When this stops being the case for transformers, we will need something else. I’m just pointing out it’s not the case yet.

1 comments

I see no evidence of this in biology nor in ML. I've read those scale papers. I've worked on scale myself. I'll bet the farm that scale isn't all you need. But I won't be surprised if people say that it is all scale.

If you really think it is all scale, train a 7T ResNet MLP based model for NLP. If scale is all you need, make a LLM without DPO or RLHF. If scale is all you need, make SD3 with a GAN. Or what about a VAE, Normalizing Flow, HMM? Do it with different optimizers. Do it with gradient free methods. Do it with different loss functions.

The bitter lesson wasn't "scale is all you need." That's just a misinterpretation.

Edit: It's fine to disagree. We can compete on the ideas and methods. That's good for our community. So continue down yours, and I'll continue down mine. All I ask is that since your camp is more popular, you don't block those on my side. If you're right, we'll get to AGI soon. If we're right, we still might. But if we're right and you all block us, we'll get another AI winter in between. If we're right and you all don't block us, we can progress without skipping a beat. Just don't put all your eggs in one basket. It isn't good for anyone.

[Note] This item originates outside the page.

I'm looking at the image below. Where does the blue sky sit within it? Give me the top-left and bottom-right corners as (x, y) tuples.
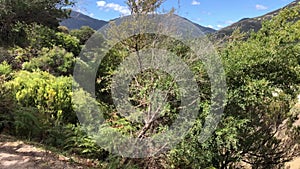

I said “scale is all you need for transformers”. That has been true since GPT1. The best way to improve our best model today still seems to be “make it larger and train it on more data”.

If you disagree please suggest a better way, or at least provide evidence that scaling up no longer works for transformers.

> at least provide evidence that scaling up no longer works for transformers.

Isnt the Mixture-of-Experts trend (GPT4 is MoE?) kinda of a proof ?

Of scale? I would think not. I would say they are evidence against scale because they are more an argument for multi agent systems. Scale is about a singular framework. What that means is debatable though (I mean anything we call a singular network can be decomposed into sub networks. It's messy), hence the other part of my comment about not scale solutions being claimed as scale.

> I said “scale is all you need for transformers”

No you didn't. What kicked this all off was

> What’s the main difference between an ape’s brain and a human brain? Scale.

Don't retcon.

I think they went MoE purely because straight up scaling from 175B to 1.8T is just too expensive. But it’s still 10x scaling, right?